Et cela nous place sur un terrain plus dangereux car l'imprévisibilité du conflit accroît la peur et approfondit le désarroi et, surtout, l'incertitude. Se mouvoir sur ce terrain où il n'y a pas d'autre moyen d'avoir des attentes que de s'attendre au pire chaque jour conduit à une érosion morale très importante. Poutine joue cela à son avantage, qu'il finira par mettre à genoux, par lassitude, non seulement l'Ukraine, mais aussi l'Occident, par défaut. Et si nous baissons notre garde, nous serons entre leurs mains.

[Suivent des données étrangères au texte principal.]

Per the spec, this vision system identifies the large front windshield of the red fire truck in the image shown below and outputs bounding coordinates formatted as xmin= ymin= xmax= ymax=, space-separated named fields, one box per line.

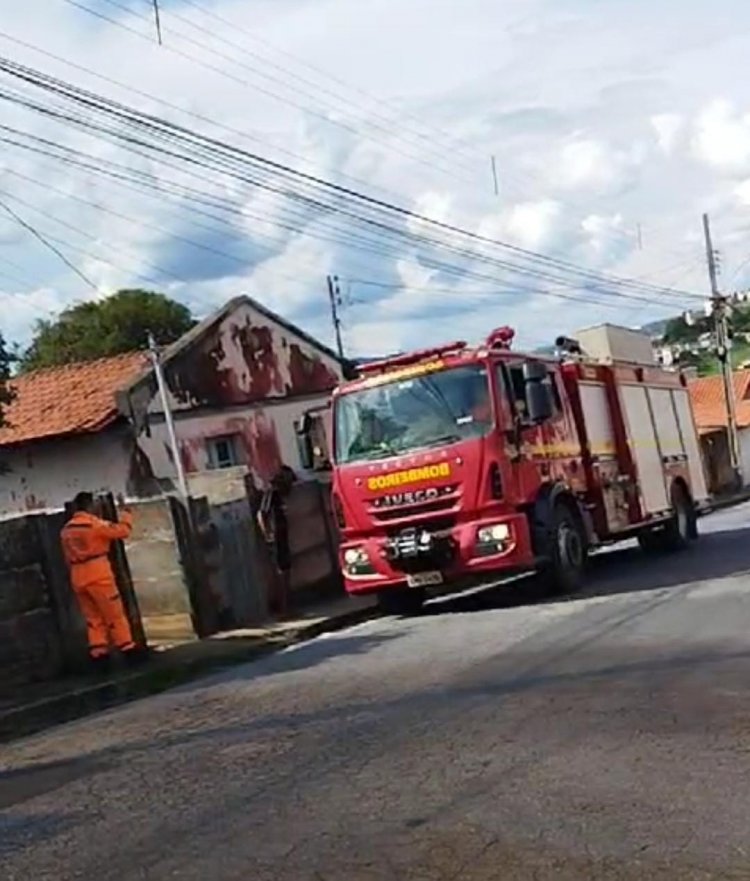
xmin=334 ymin=364 xmax=492 ymax=464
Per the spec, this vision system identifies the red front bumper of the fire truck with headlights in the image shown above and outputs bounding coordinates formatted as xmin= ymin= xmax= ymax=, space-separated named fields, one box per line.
xmin=339 ymin=513 xmax=534 ymax=594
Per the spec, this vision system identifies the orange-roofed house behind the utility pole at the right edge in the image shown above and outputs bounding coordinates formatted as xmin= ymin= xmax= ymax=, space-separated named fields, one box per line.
xmin=688 ymin=370 xmax=750 ymax=493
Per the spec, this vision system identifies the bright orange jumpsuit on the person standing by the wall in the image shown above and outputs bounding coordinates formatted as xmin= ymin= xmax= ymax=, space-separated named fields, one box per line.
xmin=61 ymin=511 xmax=136 ymax=658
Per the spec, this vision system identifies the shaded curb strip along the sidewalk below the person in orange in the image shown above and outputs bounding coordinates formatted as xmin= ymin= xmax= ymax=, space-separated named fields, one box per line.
xmin=0 ymin=606 xmax=377 ymax=743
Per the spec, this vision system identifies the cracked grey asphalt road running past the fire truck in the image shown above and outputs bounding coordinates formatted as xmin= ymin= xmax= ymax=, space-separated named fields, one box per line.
xmin=0 ymin=506 xmax=750 ymax=881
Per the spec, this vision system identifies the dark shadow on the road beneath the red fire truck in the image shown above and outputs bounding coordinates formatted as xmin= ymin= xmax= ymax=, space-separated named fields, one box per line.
xmin=425 ymin=528 xmax=750 ymax=615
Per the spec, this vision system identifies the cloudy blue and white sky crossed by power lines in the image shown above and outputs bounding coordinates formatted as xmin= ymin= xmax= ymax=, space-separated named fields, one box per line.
xmin=0 ymin=0 xmax=750 ymax=356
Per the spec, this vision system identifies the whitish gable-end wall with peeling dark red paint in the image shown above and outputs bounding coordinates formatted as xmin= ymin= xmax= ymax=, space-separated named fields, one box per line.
xmin=131 ymin=303 xmax=342 ymax=502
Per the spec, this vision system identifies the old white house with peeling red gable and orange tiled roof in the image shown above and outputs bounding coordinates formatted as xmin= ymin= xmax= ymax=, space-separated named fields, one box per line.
xmin=0 ymin=297 xmax=343 ymax=515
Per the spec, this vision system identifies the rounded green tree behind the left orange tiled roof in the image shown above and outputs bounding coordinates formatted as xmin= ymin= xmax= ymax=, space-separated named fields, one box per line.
xmin=21 ymin=290 xmax=195 ymax=370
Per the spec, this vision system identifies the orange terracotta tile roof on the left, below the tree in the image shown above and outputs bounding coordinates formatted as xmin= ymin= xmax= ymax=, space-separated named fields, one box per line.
xmin=0 ymin=352 xmax=147 ymax=446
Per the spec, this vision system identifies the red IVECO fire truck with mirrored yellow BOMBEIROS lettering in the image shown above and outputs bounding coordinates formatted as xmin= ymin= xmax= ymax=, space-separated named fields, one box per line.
xmin=300 ymin=325 xmax=708 ymax=612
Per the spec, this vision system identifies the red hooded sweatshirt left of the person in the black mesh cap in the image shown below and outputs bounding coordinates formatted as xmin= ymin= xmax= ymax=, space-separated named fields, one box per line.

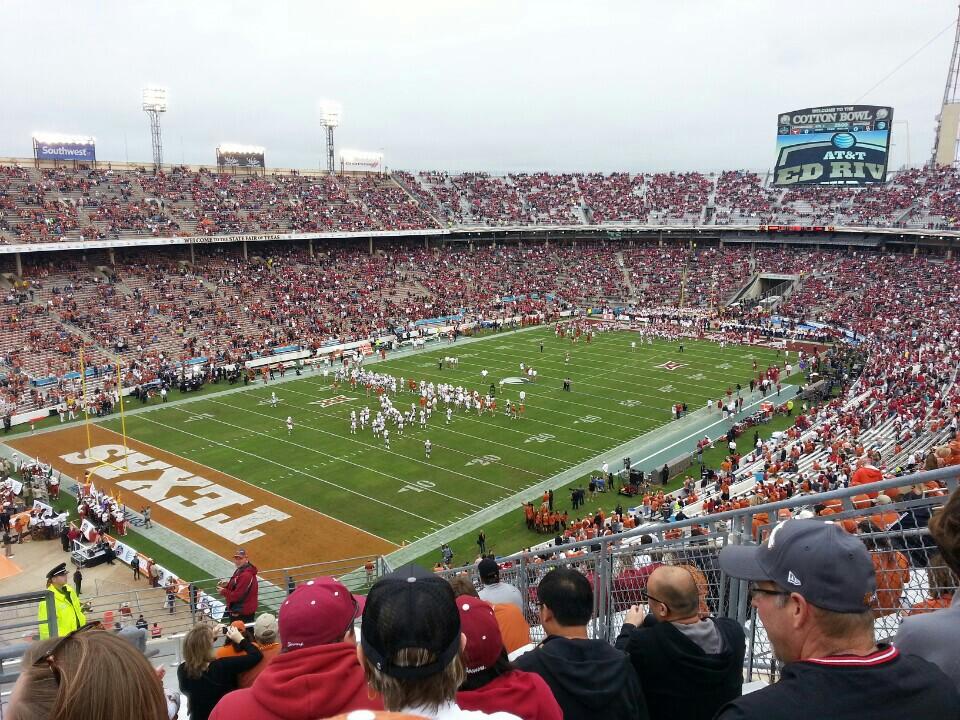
xmin=210 ymin=643 xmax=383 ymax=720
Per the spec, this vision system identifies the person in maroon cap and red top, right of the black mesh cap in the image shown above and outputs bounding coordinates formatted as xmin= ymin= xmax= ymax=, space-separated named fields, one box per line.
xmin=457 ymin=595 xmax=563 ymax=720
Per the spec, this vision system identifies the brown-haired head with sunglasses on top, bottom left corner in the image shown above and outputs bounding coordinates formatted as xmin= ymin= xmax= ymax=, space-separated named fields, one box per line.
xmin=6 ymin=624 xmax=167 ymax=720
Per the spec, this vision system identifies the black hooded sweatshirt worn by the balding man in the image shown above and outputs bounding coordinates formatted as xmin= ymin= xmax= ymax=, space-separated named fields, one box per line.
xmin=615 ymin=615 xmax=746 ymax=720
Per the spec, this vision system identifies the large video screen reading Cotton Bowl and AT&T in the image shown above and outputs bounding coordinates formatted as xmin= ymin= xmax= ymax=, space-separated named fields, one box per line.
xmin=773 ymin=105 xmax=893 ymax=187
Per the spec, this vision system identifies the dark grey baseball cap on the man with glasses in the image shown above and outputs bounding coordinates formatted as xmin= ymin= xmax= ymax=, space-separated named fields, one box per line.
xmin=719 ymin=520 xmax=877 ymax=613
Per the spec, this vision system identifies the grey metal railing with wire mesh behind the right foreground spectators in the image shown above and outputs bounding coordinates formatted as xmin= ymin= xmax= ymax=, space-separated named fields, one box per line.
xmin=443 ymin=466 xmax=960 ymax=681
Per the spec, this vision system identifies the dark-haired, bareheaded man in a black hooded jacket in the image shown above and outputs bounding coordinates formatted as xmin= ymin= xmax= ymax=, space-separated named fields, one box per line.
xmin=515 ymin=568 xmax=649 ymax=720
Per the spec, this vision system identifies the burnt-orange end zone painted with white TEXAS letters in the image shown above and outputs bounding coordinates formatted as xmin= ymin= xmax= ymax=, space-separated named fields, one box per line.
xmin=6 ymin=425 xmax=397 ymax=568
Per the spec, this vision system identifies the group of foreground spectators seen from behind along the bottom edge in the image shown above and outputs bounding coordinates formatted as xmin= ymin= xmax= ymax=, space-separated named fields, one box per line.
xmin=8 ymin=484 xmax=960 ymax=720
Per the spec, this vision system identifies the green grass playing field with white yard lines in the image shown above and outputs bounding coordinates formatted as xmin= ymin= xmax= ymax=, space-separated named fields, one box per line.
xmin=94 ymin=328 xmax=792 ymax=551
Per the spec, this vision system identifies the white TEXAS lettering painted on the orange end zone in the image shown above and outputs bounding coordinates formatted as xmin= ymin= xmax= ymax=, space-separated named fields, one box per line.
xmin=60 ymin=445 xmax=290 ymax=545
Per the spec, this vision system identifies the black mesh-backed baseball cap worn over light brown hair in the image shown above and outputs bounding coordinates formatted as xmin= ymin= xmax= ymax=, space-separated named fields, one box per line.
xmin=360 ymin=563 xmax=460 ymax=680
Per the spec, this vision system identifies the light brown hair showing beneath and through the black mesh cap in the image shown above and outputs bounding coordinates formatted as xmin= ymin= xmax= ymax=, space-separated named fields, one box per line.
xmin=363 ymin=648 xmax=467 ymax=711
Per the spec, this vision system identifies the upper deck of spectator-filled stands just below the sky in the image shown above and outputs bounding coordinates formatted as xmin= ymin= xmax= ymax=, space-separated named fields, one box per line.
xmin=0 ymin=164 xmax=960 ymax=244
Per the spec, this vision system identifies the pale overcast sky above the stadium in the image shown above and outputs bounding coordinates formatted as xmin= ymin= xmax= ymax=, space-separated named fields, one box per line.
xmin=0 ymin=0 xmax=957 ymax=172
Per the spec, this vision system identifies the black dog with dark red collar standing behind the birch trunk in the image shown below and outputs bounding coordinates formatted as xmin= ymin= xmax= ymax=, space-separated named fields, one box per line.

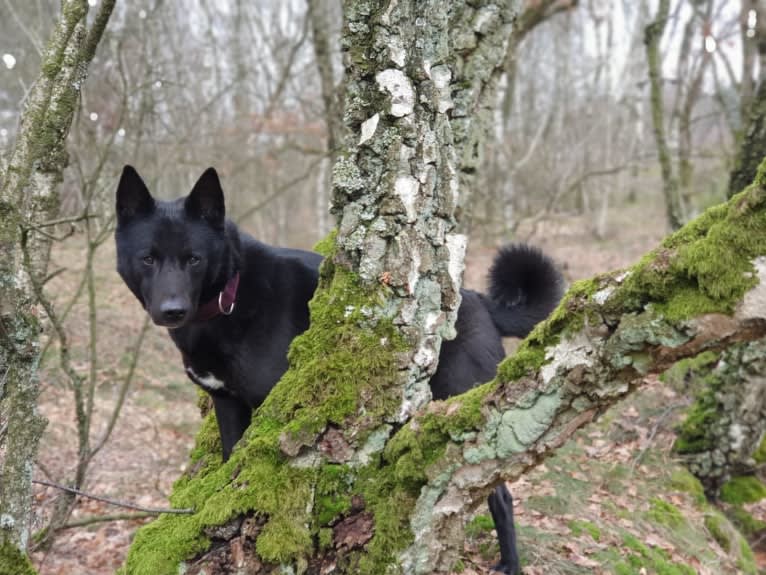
xmin=115 ymin=166 xmax=562 ymax=572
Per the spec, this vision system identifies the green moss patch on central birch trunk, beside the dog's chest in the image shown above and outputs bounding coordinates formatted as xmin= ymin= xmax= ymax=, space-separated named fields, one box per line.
xmin=260 ymin=262 xmax=407 ymax=443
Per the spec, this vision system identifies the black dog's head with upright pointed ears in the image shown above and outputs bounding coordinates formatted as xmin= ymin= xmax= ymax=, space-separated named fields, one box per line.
xmin=115 ymin=166 xmax=231 ymax=328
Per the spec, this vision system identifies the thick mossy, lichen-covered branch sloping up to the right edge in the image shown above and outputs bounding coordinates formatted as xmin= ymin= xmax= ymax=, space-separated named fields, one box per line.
xmin=385 ymin=176 xmax=766 ymax=566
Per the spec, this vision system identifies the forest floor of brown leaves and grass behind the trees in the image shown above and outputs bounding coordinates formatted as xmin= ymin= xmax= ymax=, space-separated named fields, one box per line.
xmin=33 ymin=200 xmax=766 ymax=575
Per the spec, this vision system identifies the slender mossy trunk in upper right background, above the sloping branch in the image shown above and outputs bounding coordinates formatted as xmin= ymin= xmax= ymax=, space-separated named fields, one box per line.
xmin=644 ymin=0 xmax=683 ymax=230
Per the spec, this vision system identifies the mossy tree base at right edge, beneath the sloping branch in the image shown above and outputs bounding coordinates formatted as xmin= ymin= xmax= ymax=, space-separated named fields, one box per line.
xmin=676 ymin=338 xmax=766 ymax=497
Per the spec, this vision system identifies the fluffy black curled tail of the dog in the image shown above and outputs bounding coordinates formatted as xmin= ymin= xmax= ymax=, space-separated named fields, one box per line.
xmin=483 ymin=244 xmax=564 ymax=337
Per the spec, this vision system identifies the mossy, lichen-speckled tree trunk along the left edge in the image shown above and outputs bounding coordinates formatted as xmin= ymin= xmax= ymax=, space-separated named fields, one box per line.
xmin=0 ymin=0 xmax=114 ymax=573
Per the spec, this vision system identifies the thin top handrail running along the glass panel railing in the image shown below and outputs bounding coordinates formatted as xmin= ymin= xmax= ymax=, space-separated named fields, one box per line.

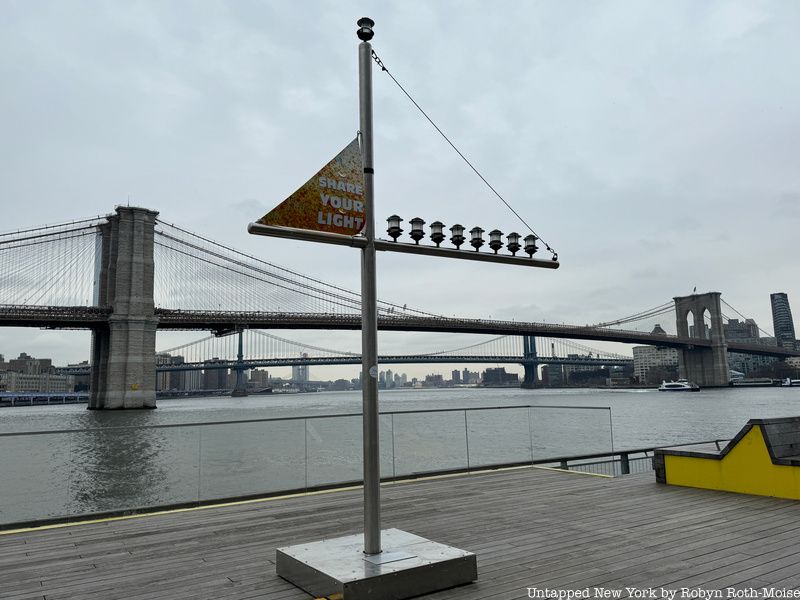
xmin=0 ymin=404 xmax=611 ymax=437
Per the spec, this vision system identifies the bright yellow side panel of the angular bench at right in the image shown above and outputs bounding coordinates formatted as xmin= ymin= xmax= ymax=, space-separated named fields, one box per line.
xmin=664 ymin=425 xmax=800 ymax=500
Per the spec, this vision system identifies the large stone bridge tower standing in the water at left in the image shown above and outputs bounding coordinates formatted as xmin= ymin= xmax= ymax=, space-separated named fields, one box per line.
xmin=89 ymin=206 xmax=158 ymax=409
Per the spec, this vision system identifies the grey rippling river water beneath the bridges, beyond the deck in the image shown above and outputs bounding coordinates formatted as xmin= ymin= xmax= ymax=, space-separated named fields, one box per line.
xmin=0 ymin=387 xmax=800 ymax=524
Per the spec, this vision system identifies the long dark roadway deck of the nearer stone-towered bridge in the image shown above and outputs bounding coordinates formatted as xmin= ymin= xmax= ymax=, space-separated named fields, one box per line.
xmin=0 ymin=305 xmax=800 ymax=358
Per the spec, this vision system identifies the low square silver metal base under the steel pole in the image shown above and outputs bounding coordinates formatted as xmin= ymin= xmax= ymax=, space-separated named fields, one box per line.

Ils ont commencé à jouer avec nos attentes dès le moment où ils ont mis en place une table de négociation où ils envoient un message, mais font exactement le contraire en ne donnant aucune indication d'un cessez-le-feu.
Le décret de Poutine visant à recruter 134 500 hommes - du 1er avril au 15 juillet - dès l'âge de 18 ans doit être pris avec la tête froide. Encore plus lorsque la Russie affirme avoir utilisé deux missiles hypersoniques Kinjal (Dagger) en Ukraine, une technologie que seules la Russie et la Chine possèdent et pour laquelle il n'existe aucun système capable de les détecter et de les détruire. Ils sont la balle du diable car ils peuvent transporter à la fois des ogives conventionnelles et nucléaires. C'est jouer avec les nerfs des gens parce que ça met la peur dans le corps.